OSIRIS-REx’in topladığı bu örnekler, 2023 yılında NASA'nın Johnson Uzay Merkezi’nde analizlere ve deneylere tabi tutulmaya başlandı. İlk yapılan analizler, Bennu'nun bizim sandığımız gibi kuru bir kaya parçasından ibaret olmadığını; bilakis, yaşamın kökeni için kritik önemdeki bileşenlere sahip bir kozmik hazine olduğunu gösteriyor. Bennu yüzeyindeki su izotoplarının keşfi, bu asteroidin bir zamanlar suya ev sahipliği yapan bir kaynaktan veya kuyruklu bir yıldızın çarpmasıyla bu suyu elde edebileceğini düşündürüyor. Bu örnek, bizlere Bennu gibi asteroidlerin Dünya'nın yüzeyine çarparak okyanusların oluşumuna katkı sağlama teorisini güçlendiriyor. Bennu'nun yüzeyindeki organik moleküllerin keşfi ise, sadece Dünya'nın tarihini değil, diğer gezegenlerdeki yaşam arayışında nasıl izler aramamız gerektiğine dair yeni sorular getiriyor. Bu durumu aslında bir bulmaca olarak düşünebiliriz; kim bilir, belki de Mars’taki kraterler veya Europa’nın buzlu yüzeyinde yaşamın izlerini Bennu'nun getirdiği yeni sorular ile keşfedeceğiz.
Bu durum, hepimizin çocukken yıldızlara bakarken hissettiğimiz o büyülü duygularla ilişkilidir.
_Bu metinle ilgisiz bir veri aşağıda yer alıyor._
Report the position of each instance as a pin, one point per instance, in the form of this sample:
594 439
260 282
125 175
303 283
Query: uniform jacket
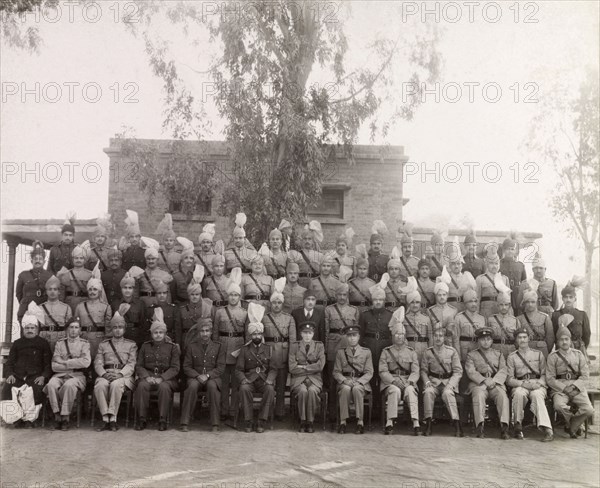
254 362
314 360
397 363
357 366
159 360
106 360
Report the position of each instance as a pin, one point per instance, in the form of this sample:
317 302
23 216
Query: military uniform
136 320
419 331
94 318
377 265
257 291
309 262
442 369
478 368
359 294
353 364
399 374
503 327
570 369
69 378
56 316
515 272
542 333
98 254
279 333
168 261
293 297
255 373
487 294
306 382
473 265
464 337
134 256
159 360
114 356
60 255
74 286
31 287
325 289
229 328
547 295
111 281
518 371
203 359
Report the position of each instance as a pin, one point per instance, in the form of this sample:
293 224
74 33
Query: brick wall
372 187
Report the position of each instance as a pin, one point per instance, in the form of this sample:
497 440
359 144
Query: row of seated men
526 374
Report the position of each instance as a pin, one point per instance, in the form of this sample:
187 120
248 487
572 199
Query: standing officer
511 268
168 257
255 372
70 362
503 325
203 366
527 378
539 324
61 253
567 373
353 371
441 372
546 290
115 366
359 294
486 370
472 264
56 314
306 362
31 283
293 293
377 260
111 278
279 333
399 374
229 329
133 255
157 367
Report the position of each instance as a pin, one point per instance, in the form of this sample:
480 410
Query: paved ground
42 458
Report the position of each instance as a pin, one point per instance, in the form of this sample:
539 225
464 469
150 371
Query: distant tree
281 126
565 133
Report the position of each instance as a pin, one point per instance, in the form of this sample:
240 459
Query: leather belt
76 294
379 335
440 376
231 334
529 376
276 339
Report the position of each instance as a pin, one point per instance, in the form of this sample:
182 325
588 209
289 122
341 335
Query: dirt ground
42 458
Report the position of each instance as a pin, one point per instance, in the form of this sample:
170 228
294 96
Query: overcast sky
506 53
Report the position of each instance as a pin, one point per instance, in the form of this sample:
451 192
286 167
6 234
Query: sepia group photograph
299 243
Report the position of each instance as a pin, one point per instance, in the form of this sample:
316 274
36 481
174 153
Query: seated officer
399 373
527 378
70 362
486 370
567 372
203 365
254 371
441 371
352 371
306 361
156 368
115 366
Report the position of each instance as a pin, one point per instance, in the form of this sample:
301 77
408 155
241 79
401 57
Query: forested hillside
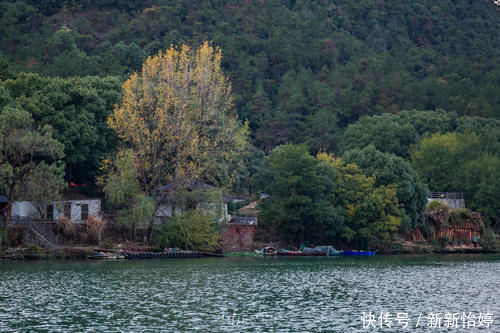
408 91
301 70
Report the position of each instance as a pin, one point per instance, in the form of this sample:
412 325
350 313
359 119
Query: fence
46 236
446 195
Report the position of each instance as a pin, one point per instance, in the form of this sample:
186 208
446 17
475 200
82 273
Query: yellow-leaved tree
177 116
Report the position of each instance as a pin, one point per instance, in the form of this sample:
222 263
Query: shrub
95 226
34 249
65 226
106 244
438 212
191 231
460 216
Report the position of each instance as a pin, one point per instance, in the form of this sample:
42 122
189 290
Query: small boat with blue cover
358 253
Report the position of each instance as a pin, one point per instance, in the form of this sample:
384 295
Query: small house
77 209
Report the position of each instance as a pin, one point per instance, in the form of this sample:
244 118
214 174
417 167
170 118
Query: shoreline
82 253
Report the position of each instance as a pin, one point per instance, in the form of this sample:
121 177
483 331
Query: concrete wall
239 237
24 209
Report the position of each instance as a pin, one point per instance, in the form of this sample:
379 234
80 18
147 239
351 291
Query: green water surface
247 294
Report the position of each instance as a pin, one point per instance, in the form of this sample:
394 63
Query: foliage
299 69
324 199
385 132
76 109
438 212
177 116
462 162
459 216
65 226
95 227
370 213
121 186
192 230
34 249
27 152
390 169
301 203
43 186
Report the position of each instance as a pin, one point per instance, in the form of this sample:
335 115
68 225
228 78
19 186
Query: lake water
253 295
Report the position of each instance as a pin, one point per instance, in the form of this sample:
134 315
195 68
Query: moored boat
106 255
268 251
318 251
359 253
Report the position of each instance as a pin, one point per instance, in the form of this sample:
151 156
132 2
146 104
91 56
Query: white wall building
77 210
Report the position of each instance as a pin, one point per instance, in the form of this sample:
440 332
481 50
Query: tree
193 230
77 109
391 169
301 203
26 153
370 213
177 117
43 185
123 191
385 132
462 162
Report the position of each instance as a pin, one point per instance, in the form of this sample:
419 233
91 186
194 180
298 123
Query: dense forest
393 87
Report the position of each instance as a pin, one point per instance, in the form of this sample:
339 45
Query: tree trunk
9 206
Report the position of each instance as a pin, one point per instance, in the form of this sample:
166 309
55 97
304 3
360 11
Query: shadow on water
240 294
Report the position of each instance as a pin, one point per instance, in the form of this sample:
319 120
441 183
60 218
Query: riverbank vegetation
345 114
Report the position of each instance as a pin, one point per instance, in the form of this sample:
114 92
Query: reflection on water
243 294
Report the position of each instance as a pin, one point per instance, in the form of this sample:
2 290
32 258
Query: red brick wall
239 237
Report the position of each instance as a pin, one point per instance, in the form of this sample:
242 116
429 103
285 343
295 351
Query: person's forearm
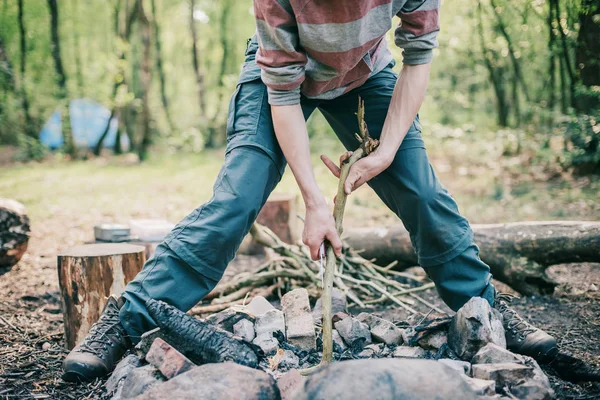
407 99
290 129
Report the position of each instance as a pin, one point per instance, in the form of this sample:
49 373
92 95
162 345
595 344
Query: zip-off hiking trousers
191 260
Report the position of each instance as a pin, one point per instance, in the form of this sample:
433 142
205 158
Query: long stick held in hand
367 145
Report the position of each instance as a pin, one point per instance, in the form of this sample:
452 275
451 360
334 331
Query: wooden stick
366 146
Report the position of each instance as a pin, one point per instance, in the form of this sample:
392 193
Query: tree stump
14 232
87 275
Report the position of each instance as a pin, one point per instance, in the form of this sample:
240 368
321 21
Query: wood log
199 341
87 275
14 232
517 253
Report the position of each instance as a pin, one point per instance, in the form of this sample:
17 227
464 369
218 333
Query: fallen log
14 233
199 341
517 253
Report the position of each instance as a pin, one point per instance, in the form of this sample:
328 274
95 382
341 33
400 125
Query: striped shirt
324 48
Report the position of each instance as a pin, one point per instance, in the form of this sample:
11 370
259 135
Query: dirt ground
31 335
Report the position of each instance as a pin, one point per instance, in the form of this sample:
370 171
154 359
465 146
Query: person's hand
362 171
318 226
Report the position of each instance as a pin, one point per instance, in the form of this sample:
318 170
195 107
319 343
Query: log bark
517 253
14 232
87 275
199 341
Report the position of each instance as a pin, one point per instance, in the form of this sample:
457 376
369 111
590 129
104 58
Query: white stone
244 329
300 329
408 352
475 325
267 343
351 330
460 366
258 306
270 322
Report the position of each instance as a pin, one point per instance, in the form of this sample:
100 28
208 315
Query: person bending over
308 55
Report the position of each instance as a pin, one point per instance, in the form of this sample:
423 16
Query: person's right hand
318 226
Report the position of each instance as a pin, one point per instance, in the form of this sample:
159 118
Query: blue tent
88 121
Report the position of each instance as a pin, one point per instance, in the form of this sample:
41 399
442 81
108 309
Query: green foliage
583 132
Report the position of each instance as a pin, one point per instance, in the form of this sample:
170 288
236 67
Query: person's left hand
362 171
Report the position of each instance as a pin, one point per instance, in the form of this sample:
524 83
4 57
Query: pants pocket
245 108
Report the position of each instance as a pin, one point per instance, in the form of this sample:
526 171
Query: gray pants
193 257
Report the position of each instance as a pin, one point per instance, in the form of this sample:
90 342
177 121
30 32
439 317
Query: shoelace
514 321
97 341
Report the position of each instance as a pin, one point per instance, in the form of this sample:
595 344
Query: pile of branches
364 283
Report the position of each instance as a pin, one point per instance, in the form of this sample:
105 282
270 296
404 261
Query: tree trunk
14 233
217 127
160 68
29 128
197 70
517 253
87 275
587 56
495 74
61 78
146 76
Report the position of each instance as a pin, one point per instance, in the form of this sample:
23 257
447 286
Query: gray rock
338 304
503 374
267 343
270 322
289 383
123 368
244 329
226 319
408 352
223 381
300 329
146 340
381 329
481 387
385 379
139 381
351 330
475 325
537 387
290 359
258 306
434 341
338 339
493 354
461 366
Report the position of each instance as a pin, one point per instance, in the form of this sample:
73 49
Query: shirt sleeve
280 56
417 32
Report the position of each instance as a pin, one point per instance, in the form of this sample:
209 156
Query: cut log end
88 275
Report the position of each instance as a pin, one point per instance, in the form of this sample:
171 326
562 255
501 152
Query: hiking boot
102 348
522 337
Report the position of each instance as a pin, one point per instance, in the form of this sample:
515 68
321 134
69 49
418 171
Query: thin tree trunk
29 128
77 46
587 55
197 70
160 68
217 127
551 62
516 65
495 77
61 78
146 76
567 64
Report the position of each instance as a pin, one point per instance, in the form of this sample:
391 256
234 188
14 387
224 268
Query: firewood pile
362 281
257 351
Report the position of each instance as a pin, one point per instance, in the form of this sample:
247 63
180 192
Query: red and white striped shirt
324 48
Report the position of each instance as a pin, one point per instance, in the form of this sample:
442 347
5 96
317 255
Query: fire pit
257 351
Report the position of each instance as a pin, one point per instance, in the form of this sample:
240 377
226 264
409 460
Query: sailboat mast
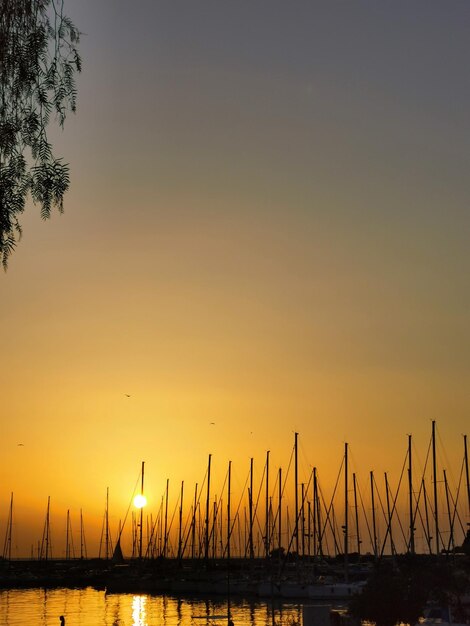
250 512
206 538
389 516
193 530
466 476
165 537
374 525
426 516
229 520
410 501
356 512
434 470
107 525
67 550
280 513
266 532
346 514
296 492
180 531
8 534
449 514
141 510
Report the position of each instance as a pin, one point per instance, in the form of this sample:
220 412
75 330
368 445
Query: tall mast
8 534
434 471
466 476
389 516
229 532
67 544
165 537
346 514
180 531
107 525
267 539
296 492
426 515
410 502
374 525
317 548
358 536
45 544
449 514
302 517
280 514
141 511
193 529
206 542
250 512
82 536
229 520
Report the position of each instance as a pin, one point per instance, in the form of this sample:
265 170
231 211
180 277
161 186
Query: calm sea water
88 607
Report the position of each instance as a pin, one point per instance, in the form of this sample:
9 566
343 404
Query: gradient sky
267 228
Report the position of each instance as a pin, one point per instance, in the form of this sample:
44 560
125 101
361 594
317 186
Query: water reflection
88 607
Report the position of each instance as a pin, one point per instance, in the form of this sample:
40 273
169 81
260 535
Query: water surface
89 607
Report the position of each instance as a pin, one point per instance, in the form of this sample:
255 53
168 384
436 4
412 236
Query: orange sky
267 228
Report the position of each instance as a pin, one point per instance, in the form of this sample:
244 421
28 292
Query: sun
140 501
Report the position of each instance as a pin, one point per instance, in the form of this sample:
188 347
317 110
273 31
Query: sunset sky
267 231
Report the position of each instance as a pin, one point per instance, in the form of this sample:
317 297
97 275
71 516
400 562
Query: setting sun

Aslında, Carl Sagan'ın ifade ettiği gibi bizler yıldız tozlarından yaratıldık. İşte bu yüzden Bennu'ya yapılan müthiş kozmik yolculuk, yalnızca klasik bir bilim görevi değil, destansı bir keşif yolculuğu; resmen James Cook misali, hepimiz kaşifiz, evrimsel keşiflere devam ediyoruz! Sonuç olarak, OSIRIS-REx'in Bennu asteroidinden getirdiği örnekler, yaşamın nasıl ortaya çıkmış olabileceğine dair kulağımıza bazı hikayeler fısıldıyor. Moleküller, zaman kapsülleri; resmen bizlere evrendeki yerimizi ve yaşamın sırlarını anlamamız için müthiş fırsatlar sunuyor.
Şimdi ise yeni bir yolculuğa çıkıyoruz. Yolculuğun bir aşamasını Bennu örnekleriyle tamamladık; şimdi ise OSIRIS-REx uzay aracı farklı bir isimle yola devam edecek; artık o, OSIRIS-APEX oldu! 2029 yılında Apophis'i keşfetmek üzere yolculuğuna başladı. Belki de yaşamın anlamı 42 değildir, ne dersiniz?